China sets good example sharing vaccines: China Daily editorial
Even as wealthy countries are considering rolling out vaccine booster shots for their citizens this month, billions of people in the developing world are yet to receive even their first vaccine dose.
In the United States and European Union countries, more than half of the population has already been fully vaccinated, while the figure is less than 2 percent in Africa, according to the Africa Centres for Disease Control and Prevention.
This "vaccine injustice is a shame on all humanity", as World Health Organization Director-General Tedros Adhanom Ghebreyesus said.
As well as being shameful, the large inoculation gap that exists between the rich and poor countries is also harmful to the global anti-pandemic efforts, given the virus is still rampaging across the world and how quickly the virus is mutating.
In contrast to those developed countries that are reluctant to share their vaccines or are even hoarding vaccines, despite the urgent needs of the developing world — whether because of "vaccine nationalism" or political shortsightedness — China has been doing all it can to help other developing countries in their anti-pandemic fight, by providing them with Chinese-made vaccines or helping them produce the lifesaving antigens themselves.

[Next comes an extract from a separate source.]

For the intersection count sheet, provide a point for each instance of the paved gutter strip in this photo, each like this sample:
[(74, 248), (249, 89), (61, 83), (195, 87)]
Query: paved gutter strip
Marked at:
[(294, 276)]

In the latest example, the raw materials necessary for the production of the Chinese Sinopharm vaccine arrived in Belgrade on Saturday, making it possible for Serbia to become the first country in Europe to produce the China-developed vaccine. A plan is in place to produce around 6 million doses by the end of the year.
China has so far provided more than 990 million COVID-19 vaccine doses to other countries, the largest number in the world, according to Deng Boqing, deputy head of the China International Development Cooperation Agency.
"China has provided and is providing vaccines for 105 countries and four international organizations, and exporting vaccines to over 60 countries," he said at the weekend. It has also provided epidemic prevention supplies to 150 countries and 13 international organizations, and sent 37 medical teams to 34 countries.
What China has done reflects its vision of a community with a shared future for humankind. For it knows that no country is safe until all are safe, and that for countries to reach the target set by the WHO to have 10 percent of their most vulnerable population vaccinated by the end of September, it is morally obliged to extend a helping hand.
With more than 2.1 billion doses of vaccines already administered to its own population and the spread of the virus basically contained within the country, China is setting a good example of taking care of its own people while also helping others in need. The wealthy countries can learn from the example that China is setting.